Seni Tari di Jawa Timur

Damariotimes. Keragaman seni tari di Jawa Timur memiliki dinamika kesejarahan; baik yang terkait dengan religi masyarakat pendukungnya, bentuk koreografi, dan fungsi sosial dan tuntutan dinamika zamannya. Sehingga sangat tidak mungkin, bahwa untuk memilah seni tari hanya berdasarkan gender (putra atau putri), atau hanya difokuskan pada jumlah penari, seperti solo (tunggal), duet (dua penari), trio (tiga penari), atau kwartet (empat penari). Oleh karena itu klasifikkasi dan penjenisan seni tari di Jawa Timur diperhatikan pada aspek pluralitasnya, yaitu terkait dengan perbedaaan gender penari, yaitu jenis penyaji tari: penari putra dan penari putri. Klasifikasi itu sangat umum dan mudah dikenali ciri-cirinya. 
Reog Ponorogo yang monumental (Foto ist.)
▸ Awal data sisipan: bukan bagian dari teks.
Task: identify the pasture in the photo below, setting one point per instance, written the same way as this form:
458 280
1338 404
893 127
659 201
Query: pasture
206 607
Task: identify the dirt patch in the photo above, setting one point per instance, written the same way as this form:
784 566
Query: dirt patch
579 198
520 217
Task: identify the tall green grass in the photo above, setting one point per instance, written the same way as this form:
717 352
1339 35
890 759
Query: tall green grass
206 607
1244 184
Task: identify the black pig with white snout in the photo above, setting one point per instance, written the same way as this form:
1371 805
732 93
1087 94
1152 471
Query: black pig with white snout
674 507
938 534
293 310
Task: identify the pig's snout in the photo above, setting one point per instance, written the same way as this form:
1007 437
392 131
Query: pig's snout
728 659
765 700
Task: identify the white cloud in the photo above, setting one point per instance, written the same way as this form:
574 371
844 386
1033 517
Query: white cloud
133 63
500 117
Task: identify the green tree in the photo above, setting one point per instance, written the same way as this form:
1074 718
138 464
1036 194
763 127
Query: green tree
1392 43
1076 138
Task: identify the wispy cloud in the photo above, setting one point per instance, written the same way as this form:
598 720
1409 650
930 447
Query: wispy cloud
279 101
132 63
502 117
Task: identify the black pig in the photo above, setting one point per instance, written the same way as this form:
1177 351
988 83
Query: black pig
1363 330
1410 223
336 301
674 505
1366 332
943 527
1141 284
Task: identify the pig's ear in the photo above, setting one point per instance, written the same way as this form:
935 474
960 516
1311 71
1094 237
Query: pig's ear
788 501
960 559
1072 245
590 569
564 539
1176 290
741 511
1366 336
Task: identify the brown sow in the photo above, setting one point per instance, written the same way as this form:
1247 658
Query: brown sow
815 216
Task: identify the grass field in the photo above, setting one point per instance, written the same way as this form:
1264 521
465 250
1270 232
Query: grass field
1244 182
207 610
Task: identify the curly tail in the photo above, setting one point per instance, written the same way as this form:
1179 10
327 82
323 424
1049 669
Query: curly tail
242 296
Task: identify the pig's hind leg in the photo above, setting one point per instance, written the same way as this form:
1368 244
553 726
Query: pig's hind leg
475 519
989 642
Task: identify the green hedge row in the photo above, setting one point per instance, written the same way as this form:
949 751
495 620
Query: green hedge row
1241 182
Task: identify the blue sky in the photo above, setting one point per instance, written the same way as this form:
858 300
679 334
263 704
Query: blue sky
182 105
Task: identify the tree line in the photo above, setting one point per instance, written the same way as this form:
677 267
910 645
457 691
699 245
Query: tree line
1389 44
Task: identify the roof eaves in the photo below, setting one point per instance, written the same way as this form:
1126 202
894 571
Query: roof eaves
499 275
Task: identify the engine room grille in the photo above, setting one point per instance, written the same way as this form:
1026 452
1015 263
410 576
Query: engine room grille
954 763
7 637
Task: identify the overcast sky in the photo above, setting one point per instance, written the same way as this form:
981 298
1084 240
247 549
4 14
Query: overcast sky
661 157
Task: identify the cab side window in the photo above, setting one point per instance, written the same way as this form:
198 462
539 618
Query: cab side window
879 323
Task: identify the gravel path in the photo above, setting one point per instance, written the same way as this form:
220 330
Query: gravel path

        Keragaman seni tari di Jawa Timur yang juga dapat diperhatikan secara umum juga dapat diperhatikan berdasarkan aspek sosial, yaitu diperhatikan atas keikut sertaan masyarakat dalam melibatkan diri dalam peristiwa tari. Walaupun ciri-cirinya tidak serta merta mudah dikenali, pemahaman aspek sosial dalam klasifikasi ini adalah diperhatikan interaksi antara penari wanita yang dikenali sebagai ronggeng, tandhak/tledhek, atau gandrung. Jenis tari ronggeng atau tayub ini adalah sebuah ekspresi sosial masyarakat dalam situasi peristiwa seni tari.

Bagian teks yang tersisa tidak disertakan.